The firm counsels business startups regarding many of the issues relating to the launch of a new business.   Critical issues facing startups include choosing the place of business and/or of incorporation, choosing the appropriate business form, choice of tax status, having clear and concise corporate documents such as by-laws, partnership agreements, LLC operating agreements, shareholder/LLC ownership interest agreements, key employee agreement and considering exit strategies at the outset, such as structuring buy-outs of founding partners’ ownership interests and/or planned dissolution in the event of the occurrence of certain circumstances.

The firm also has experience handling “business divorce” cases involving self dealing, management exploitation of corporate opportunities, failure to pay out company profits, minority shareholder oppression, and others.  People generally approach things with the best intentions.  Despite that, the future is unforeseeable and things do not always go as planned.  Unforeseen consequences and unmet expectations are fairly common In connection with closely held companies and partnerships where long time friends and associates sometimes find themselves at odds over the management of their joint business venture.  Making matters worse is the fact that often tines the relationship between the former friends, including their rights, obligations, and remedies with respect to one another are not clearly defined either because they did not bother to have proper agreements drafted or attempted to draft these themselves using forms found on the internet.  The result can be an extremely contentious situation with no clear cut answers.  Our firm is experienced in dealing with these situations, whether by mutual agreement or through mediation, arbitration, or litigation.

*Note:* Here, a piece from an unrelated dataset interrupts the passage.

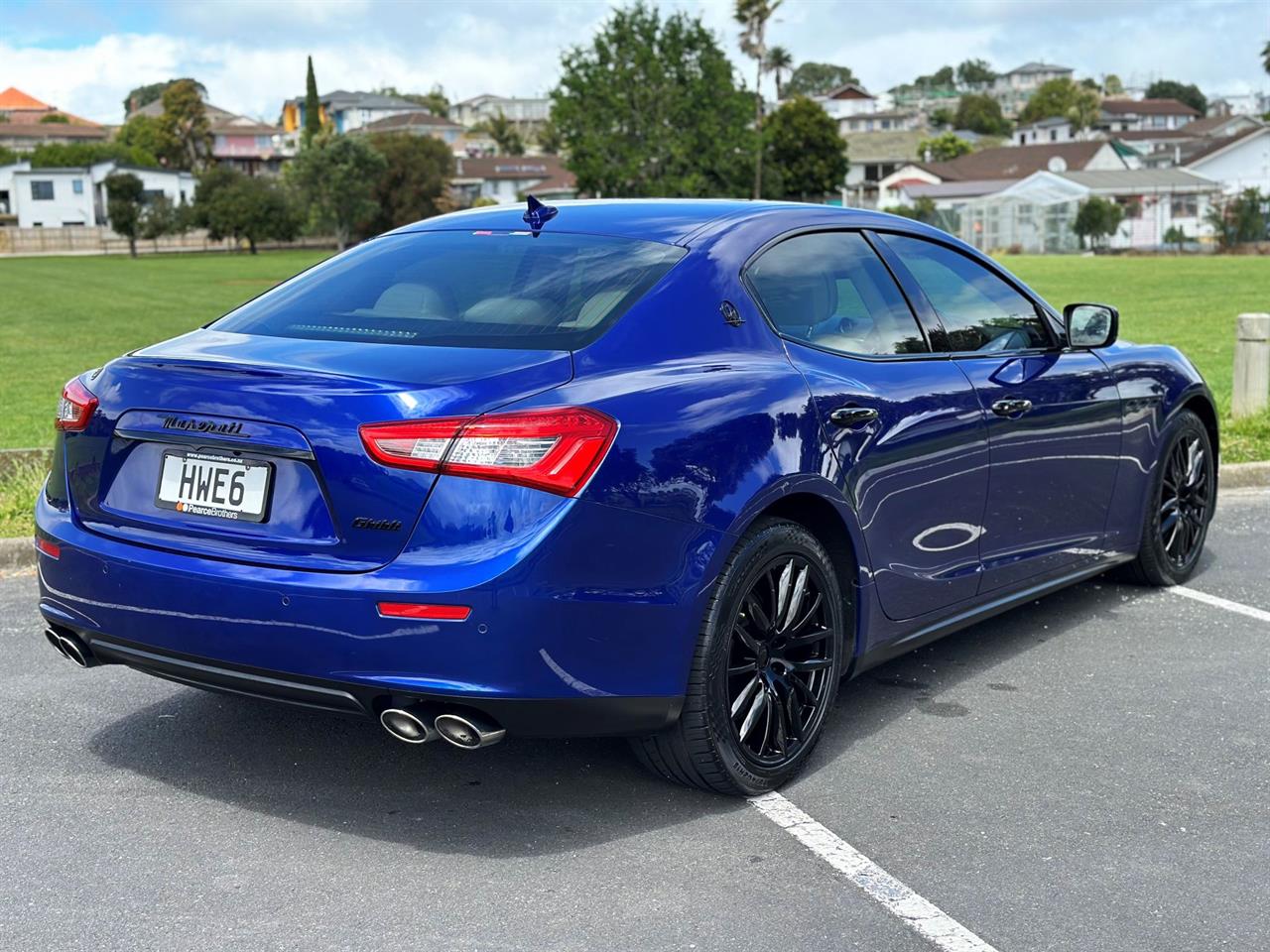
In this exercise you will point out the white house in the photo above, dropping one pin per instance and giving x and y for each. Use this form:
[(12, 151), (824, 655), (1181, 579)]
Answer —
[(1038, 212), (1135, 114), (56, 198)]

Examples of such business divorce matters handled by our firm include:

  • Representation of minority member in dental lab business in connection with company breakup and subsequent litigation to enforce restrictive covenant contained in client’s employment agreement.
  • Representation of hedge fund manager in action to enforce right to “carve-out” profits against majority owner of general partner of fund.
  • Representation of minority member of investment banking firm in derivative action against officers for self dealing, unauthorized issuance of ownership interests, and corporate waste.
  • Representation of majority owners of limited liability company regarding separation form removal of minority member where company operating agreement did not provide for buy-out of ownership interests.